Once you’re in touch, it doesn’t hurt to do a quick Google or social media search of your potential roommate. Though it may seem nosy, social media feeds can shed some light on a stranger’s lifestyle and clue you in on what to expect from living with them.
6. Interview your roommate candidates.
The vetting process doesn’t end with a friend’s description or a look at your potential roommate’s social media.
Using your defined list of roommate criteria, create a set of questions for interviewing potential candidates. Consider asking some of the following:
- In case anything happens, do you have emergency savings?
- What’s your daily routine and/or sleep schedule like?
- Where and how do you spend your free time?
- How often do you have guests over?
- What are your drinking and smoking habits?
- How neat or messy are you?
- What are your pet peeves?
- What are your thoughts on sharing things, e.g., groceries?
- Do you have a pet or any pet allergies?
Prospective roommates may feel like they’re auditioning for a chance to live with you, but don’t forget that you’re up for evaluation as well. Your “interview” should thus be more of a getting-to-know-you conversation—complete with your own responses about how you are as a living partner.
Be honest about your own lifestyle habits; this may in turn encourage your prospective roommate to open up about theirs.

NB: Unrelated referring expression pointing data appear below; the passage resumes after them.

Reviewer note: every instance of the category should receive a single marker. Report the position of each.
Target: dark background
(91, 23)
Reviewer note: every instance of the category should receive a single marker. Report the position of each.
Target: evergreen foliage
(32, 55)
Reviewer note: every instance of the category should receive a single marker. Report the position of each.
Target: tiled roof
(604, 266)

Ultimately, neither one of you should feel obligated to provide a particular answer.
7. Draft a roommate contract.
As formal as it may sound, creating a roommate agreement can save you from the headaches of petty disputes by establishing terms for living together. The details of the contract are your call, but could include:
- How rent is split and when it must be paid
- A policy for hosting parties or guests
- Noise level and quiet hours
- Division of household chores and responsibilities
- How to deal with shared property
- What happens in the event one party wants to terminate the lease early
By setting expectations for living together, these provisions can help prevent conflicts that may have otherwise erupted from hosting one house guest too many or always forgetting to take out the trash. With clear boundaries set from the get-go, a roommate agreement provides peace of mind for moving forward with a new living arrangement.

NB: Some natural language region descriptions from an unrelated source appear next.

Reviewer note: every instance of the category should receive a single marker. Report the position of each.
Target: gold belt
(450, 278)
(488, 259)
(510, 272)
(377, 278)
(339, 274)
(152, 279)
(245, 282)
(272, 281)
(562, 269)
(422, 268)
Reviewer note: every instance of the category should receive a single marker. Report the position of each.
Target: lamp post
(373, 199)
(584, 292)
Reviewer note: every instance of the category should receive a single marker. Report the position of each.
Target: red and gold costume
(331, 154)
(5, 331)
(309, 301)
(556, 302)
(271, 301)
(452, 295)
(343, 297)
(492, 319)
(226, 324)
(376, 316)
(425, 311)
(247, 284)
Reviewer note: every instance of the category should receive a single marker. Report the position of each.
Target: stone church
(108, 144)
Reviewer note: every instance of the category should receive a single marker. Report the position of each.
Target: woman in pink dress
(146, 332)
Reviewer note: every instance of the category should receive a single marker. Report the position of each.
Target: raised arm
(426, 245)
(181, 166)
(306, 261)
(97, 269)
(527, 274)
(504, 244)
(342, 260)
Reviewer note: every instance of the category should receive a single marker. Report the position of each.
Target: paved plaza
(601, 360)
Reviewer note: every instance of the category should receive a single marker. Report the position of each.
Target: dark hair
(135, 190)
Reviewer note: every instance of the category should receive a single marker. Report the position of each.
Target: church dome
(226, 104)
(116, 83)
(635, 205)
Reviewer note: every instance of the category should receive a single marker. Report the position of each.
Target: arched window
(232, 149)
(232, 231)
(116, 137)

Nearly one-third of U.S. adults reported sharing living spaces with others they were not romantically involved with in 2017—a steady increase from the 1990s. Perhaps it’s no surprise, as the rising costs of housing make living on your own far less practical, especially when burdened with student loans or credit card debt.
But remember that living with someone means reaching a certain level of intimacy that not all of your friends and relatives are privy to. With careful selection, however, an optimal roommate relationship can lead to a fruitful living arrangement and reduce housing expenses in the long run.